What they’re saying: In tech, they argue, decision-making power remains largely concentrated in the hands of white men. The result is an industry whose products and working conditions belie the industry rhetoric about changing the world for the better.
Why it matters: In this view, unless the tech industry finds a way to reform its power discrepancies, its fundamental inequalities won’t change, even if the industry manages to improve its poor track record on diversity.
Too often, experts say, workers from underrepresented groups, regardless of their numbers, aren’t in positions to effect real change at tech companies and face enormous structural barriers in trying to rise to the upper ranks.
It’s not enough to just “have the right people in the room,” says Color of Change head Rashad Robinson. A “rainbow oligarchy” is still an oligarchy, he adds.
“If we end up with diversity for diversity’s sake, that doesn’t actually change the nuances, the structures, the contours, and in particular, the rules,” Robinson said in a recent panel I moderated.
Between the lines: The power dynamics play out in a variety of different ways, from questions over worker pay and promotions to problems with products that exacerbate inequality or lead to harassment.
On the pay front, there have been a slew of complaints by women and people of color that they were paid less or denied promotions offered to white male counterparts.

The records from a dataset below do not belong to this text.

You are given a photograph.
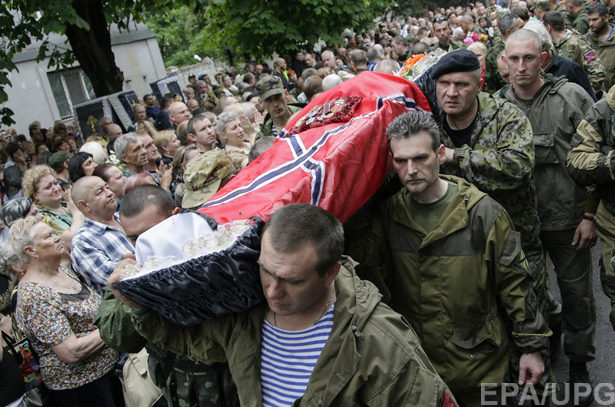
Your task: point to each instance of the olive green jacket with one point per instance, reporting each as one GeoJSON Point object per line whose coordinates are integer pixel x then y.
{"type": "Point", "coordinates": [606, 52]}
{"type": "Point", "coordinates": [372, 357]}
{"type": "Point", "coordinates": [555, 112]}
{"type": "Point", "coordinates": [500, 161]}
{"type": "Point", "coordinates": [460, 285]}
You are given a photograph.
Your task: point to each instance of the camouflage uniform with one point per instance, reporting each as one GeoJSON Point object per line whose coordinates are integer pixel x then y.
{"type": "Point", "coordinates": [606, 52]}
{"type": "Point", "coordinates": [184, 383]}
{"type": "Point", "coordinates": [554, 113]}
{"type": "Point", "coordinates": [492, 74]}
{"type": "Point", "coordinates": [267, 125]}
{"type": "Point", "coordinates": [590, 162]}
{"type": "Point", "coordinates": [210, 103]}
{"type": "Point", "coordinates": [578, 22]}
{"type": "Point", "coordinates": [500, 162]}
{"type": "Point", "coordinates": [575, 47]}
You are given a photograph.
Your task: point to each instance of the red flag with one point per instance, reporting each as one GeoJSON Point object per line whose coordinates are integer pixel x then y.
{"type": "Point", "coordinates": [332, 154]}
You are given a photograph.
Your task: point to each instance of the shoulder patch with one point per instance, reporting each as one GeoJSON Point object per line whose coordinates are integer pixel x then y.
{"type": "Point", "coordinates": [447, 401]}
{"type": "Point", "coordinates": [590, 55]}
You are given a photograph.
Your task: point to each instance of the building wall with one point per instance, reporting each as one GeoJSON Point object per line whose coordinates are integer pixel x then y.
{"type": "Point", "coordinates": [136, 53]}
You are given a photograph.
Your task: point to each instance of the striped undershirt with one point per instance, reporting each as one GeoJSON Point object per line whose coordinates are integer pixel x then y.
{"type": "Point", "coordinates": [288, 358]}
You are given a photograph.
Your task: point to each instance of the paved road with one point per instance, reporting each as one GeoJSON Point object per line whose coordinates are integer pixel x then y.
{"type": "Point", "coordinates": [602, 370]}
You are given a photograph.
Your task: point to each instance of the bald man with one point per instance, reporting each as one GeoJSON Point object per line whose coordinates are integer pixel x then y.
{"type": "Point", "coordinates": [178, 112]}
{"type": "Point", "coordinates": [101, 242]}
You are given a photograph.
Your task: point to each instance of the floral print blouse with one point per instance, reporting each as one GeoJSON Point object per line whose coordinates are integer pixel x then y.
{"type": "Point", "coordinates": [48, 317]}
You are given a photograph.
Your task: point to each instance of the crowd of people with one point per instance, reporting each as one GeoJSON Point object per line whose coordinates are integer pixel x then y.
{"type": "Point", "coordinates": [514, 169]}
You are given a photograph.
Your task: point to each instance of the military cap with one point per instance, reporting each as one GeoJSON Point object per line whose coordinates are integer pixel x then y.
{"type": "Point", "coordinates": [203, 176]}
{"type": "Point", "coordinates": [269, 86]}
{"type": "Point", "coordinates": [460, 60]}
{"type": "Point", "coordinates": [57, 160]}
{"type": "Point", "coordinates": [502, 12]}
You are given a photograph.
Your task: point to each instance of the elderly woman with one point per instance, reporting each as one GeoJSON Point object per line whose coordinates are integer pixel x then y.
{"type": "Point", "coordinates": [80, 165]}
{"type": "Point", "coordinates": [40, 183]}
{"type": "Point", "coordinates": [98, 152]}
{"type": "Point", "coordinates": [237, 146]}
{"type": "Point", "coordinates": [18, 209]}
{"type": "Point", "coordinates": [56, 312]}
{"type": "Point", "coordinates": [167, 144]}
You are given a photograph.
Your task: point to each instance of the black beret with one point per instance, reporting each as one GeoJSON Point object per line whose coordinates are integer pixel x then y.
{"type": "Point", "coordinates": [460, 60]}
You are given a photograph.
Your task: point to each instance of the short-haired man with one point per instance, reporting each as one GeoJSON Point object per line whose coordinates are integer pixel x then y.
{"type": "Point", "coordinates": [571, 45]}
{"type": "Point", "coordinates": [508, 24]}
{"type": "Point", "coordinates": [273, 95]}
{"type": "Point", "coordinates": [358, 60]}
{"type": "Point", "coordinates": [182, 381]}
{"type": "Point", "coordinates": [201, 133]}
{"type": "Point", "coordinates": [111, 132]}
{"type": "Point", "coordinates": [442, 30]}
{"type": "Point", "coordinates": [311, 291]}
{"type": "Point", "coordinates": [129, 148]}
{"type": "Point", "coordinates": [388, 65]}
{"type": "Point", "coordinates": [139, 112]}
{"type": "Point", "coordinates": [309, 60]}
{"type": "Point", "coordinates": [400, 47]}
{"type": "Point", "coordinates": [373, 56]}
{"type": "Point", "coordinates": [429, 235]}
{"type": "Point", "coordinates": [152, 155]}
{"type": "Point", "coordinates": [59, 163]}
{"type": "Point", "coordinates": [279, 68]}
{"type": "Point", "coordinates": [577, 18]}
{"type": "Point", "coordinates": [178, 112]}
{"type": "Point", "coordinates": [151, 106]}
{"type": "Point", "coordinates": [100, 243]}
{"type": "Point", "coordinates": [567, 229]}
{"type": "Point", "coordinates": [206, 96]}
{"type": "Point", "coordinates": [328, 60]}
{"type": "Point", "coordinates": [503, 69]}
{"type": "Point", "coordinates": [601, 37]}
{"type": "Point", "coordinates": [589, 163]}
{"type": "Point", "coordinates": [558, 65]}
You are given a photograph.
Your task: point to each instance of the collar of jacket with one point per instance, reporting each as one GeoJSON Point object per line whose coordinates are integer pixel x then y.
{"type": "Point", "coordinates": [551, 86]}
{"type": "Point", "coordinates": [610, 97]}
{"type": "Point", "coordinates": [356, 300]}
{"type": "Point", "coordinates": [454, 218]}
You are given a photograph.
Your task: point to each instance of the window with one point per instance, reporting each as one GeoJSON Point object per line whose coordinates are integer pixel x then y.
{"type": "Point", "coordinates": [70, 87]}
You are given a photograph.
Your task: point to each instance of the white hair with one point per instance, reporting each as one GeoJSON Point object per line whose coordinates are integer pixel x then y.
{"type": "Point", "coordinates": [331, 81]}
{"type": "Point", "coordinates": [99, 155]}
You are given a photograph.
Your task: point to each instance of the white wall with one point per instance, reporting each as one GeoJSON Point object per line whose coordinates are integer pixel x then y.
{"type": "Point", "coordinates": [136, 53]}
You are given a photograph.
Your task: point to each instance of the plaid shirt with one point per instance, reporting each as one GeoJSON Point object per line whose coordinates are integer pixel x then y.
{"type": "Point", "coordinates": [97, 248]}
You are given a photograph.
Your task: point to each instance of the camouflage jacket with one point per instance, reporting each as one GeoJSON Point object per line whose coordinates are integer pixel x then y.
{"type": "Point", "coordinates": [500, 161]}
{"type": "Point", "coordinates": [492, 74]}
{"type": "Point", "coordinates": [575, 47]}
{"type": "Point", "coordinates": [371, 358]}
{"type": "Point", "coordinates": [458, 327]}
{"type": "Point", "coordinates": [267, 125]}
{"type": "Point", "coordinates": [592, 158]}
{"type": "Point", "coordinates": [606, 52]}
{"type": "Point", "coordinates": [554, 113]}
{"type": "Point", "coordinates": [578, 22]}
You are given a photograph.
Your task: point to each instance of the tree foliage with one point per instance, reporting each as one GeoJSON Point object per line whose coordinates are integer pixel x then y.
{"type": "Point", "coordinates": [180, 35]}
{"type": "Point", "coordinates": [260, 28]}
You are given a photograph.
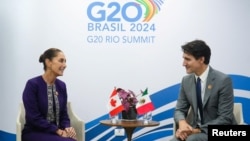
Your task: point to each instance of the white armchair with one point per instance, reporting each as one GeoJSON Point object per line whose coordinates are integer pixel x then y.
{"type": "Point", "coordinates": [76, 122]}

“That’s generational wealth we are essentially being cheated out of,” says Ifeoma Ozoma, who left Pinterest earlier this year and settled claims she was underpaid for her work.
The industry’s power imbalance also contributes to failures involving products and services that end up marginalizing non-white users or promoting hate speech.
Even when there are one or two people from underrepresented groups in the room, they often lack the authority to have an impact.
Of note: Despite bold pronouncements, sometimes accompanied by large investments, the major tech companies have barely made a dent in the underrepresentation of Blacks and Latino employees.
Ozoma said the tech industry isn’t alone in these problems, but deserves added scrutiny both because of the influence its products have on society and because the industry holds itself up as a meritocracy.
Two companies’ recent records illustrate the depth of the industry’s troubles.
At Pinterest, racial issues came to the forefront after Ozoma and another employee, Aerica Shimizu Banks, left the company in May.
Former COO Françoise Brougher in August said she was forced out for calling out misogyny and discrimination at the company. An employee walkout followed.
This week, shareholders filed a class-action suit alleging that Pinterest created a toxic environment, hurting the company’s reputation and causing financial harm.
At Coinbase, Black employees have left in droves in recent years, according to a New York Times story.
Coinbase earlier this year announced it would shun politics, avoiding taking stands and discouraging political talk at the office.
That came after Black employees criticized CEO Brian Armstrong for not speaking out publicly about the Black Lives Matter movement.
Yet Armstrong still speaks out on other arguably political issues, such as how cryptocurrencies are regulated.
The big picture: Many big-name tech firms have faced their own allegations of harassment and discrimination. “You could go to any company in Silicon Valley and find this,” Shimizu Banks said.